More from the report:
Metro areas with the highest share of institutional investor purchases included Jacksonville, Fla. (25.5 percent), Atlanta (25.1 percent), Austin, Texas (18.0 percent), Charlotte, N.C. (14.9 percent), and Greenville, S.C. (14.0 percent).
The share of residential properties sold at the public foreclosure auction in January jumped to 1.5 percent of all residential sales, up from 1.0 percent in December and up from 1.0 percent in January 2013.
Metro areas with the highest percentage of foreclosure auction sales included Atlanta (6.2 percent), Salt Lake City (6.0 percent), Charlotte, N.C. (4.6 percent), Las Vegas (4.1 percent), and Miami (3.8 percent).
All-cash sales accounted for 44.4 percent of all U.S. residential sales in January, the seventh consecutive month where all-cash sales have been above the 35 percent level.
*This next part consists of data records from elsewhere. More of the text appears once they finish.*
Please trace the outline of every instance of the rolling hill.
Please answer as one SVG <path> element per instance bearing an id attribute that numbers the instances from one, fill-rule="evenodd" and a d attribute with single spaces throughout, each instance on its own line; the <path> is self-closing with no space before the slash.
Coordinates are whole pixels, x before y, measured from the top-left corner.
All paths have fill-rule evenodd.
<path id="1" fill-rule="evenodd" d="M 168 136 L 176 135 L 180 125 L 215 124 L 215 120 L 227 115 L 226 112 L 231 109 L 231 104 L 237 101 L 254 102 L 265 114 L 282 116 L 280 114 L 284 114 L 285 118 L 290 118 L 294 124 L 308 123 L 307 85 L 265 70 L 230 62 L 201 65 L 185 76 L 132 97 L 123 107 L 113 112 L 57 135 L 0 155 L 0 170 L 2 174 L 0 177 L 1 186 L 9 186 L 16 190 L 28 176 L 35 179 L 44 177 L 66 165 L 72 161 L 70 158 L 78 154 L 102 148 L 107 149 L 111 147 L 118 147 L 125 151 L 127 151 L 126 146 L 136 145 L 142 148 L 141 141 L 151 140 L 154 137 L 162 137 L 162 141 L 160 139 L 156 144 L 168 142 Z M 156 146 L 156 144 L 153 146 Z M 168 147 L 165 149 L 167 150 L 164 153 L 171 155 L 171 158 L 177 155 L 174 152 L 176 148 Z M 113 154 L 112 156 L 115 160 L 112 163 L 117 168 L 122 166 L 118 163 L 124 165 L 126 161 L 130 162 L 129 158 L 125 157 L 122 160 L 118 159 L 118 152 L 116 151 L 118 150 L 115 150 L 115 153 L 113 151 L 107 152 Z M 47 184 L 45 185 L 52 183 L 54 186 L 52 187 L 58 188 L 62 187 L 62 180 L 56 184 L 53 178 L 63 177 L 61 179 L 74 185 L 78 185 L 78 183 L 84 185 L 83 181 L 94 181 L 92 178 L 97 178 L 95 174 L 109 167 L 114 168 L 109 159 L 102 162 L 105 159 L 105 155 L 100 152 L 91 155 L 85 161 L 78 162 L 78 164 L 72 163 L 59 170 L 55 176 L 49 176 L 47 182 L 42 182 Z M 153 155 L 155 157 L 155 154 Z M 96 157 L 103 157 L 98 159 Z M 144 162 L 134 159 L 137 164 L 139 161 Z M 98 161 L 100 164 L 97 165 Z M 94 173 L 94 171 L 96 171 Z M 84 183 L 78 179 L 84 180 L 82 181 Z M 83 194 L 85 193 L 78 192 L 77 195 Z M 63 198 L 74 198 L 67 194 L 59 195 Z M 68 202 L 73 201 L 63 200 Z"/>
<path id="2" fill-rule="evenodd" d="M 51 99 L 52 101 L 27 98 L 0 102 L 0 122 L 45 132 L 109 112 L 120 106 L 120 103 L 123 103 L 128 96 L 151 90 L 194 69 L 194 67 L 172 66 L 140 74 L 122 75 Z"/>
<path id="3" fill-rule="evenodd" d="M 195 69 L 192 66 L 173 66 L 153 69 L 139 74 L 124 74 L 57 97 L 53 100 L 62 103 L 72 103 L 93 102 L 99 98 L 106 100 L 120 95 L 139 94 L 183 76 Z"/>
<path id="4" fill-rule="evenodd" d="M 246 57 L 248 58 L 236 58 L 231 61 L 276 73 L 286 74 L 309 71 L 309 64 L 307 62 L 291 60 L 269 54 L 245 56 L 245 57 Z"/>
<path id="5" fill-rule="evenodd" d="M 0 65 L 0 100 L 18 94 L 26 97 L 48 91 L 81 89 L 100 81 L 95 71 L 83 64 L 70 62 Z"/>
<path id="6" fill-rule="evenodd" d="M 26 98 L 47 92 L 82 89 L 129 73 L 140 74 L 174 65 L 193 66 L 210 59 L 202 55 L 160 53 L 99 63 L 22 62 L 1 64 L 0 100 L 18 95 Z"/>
Metro areas with the highest percentage of cash sales included Miami (68.2 percent), Jacksonville, Fla., (66.2 percent), Memphis, Tenn., (64.4 percent), Tampa, Fla. (61.5 percent), and Las Vegas (56.5 percent).
Short sales accounted for 5.9 percent of all U.S. residential sales in January, up from 5.4 percent in December but down from 7.4 percent a year ago.
States with the highest percentage of short sales were Florida (14.9 percent), Nevada (13.4 percent), Illinois (9.5 percent), New Jersey (8.7 percent) and Maryland (8.0 percent).
Sales of bank-owned residential properties accounted for 10.2 percent of all U.S. residential sales in January, up from 8.5 percent in December but down from 10.4 percent a year ago.
States with the highest percentage of bank-owned sales were Nevada (23.2 percent), Ohio (21.2 percent), Michigan (19.9 percent), Arizona (16.6 percent), and Illinois (15.8 percent).
Some of the nation's fastest appreciating markets on a year-over-year basis posted month-over-month decreases in January, including San Francisco (down 2 percent monthly but still up 27 percent annually); Sacramento, Calif. (down 2 percent monthly but still up 25 percent annually); Memphis (down 1 percent monthly but still up 23 percent annually); Cincinnati (down 2 percent monthly but still up 20 percent annually); Phoenix (down 1 percent monthly but still up 19 percent annually); and San Jose (down 2 percent monthly but still up 19 percent annually).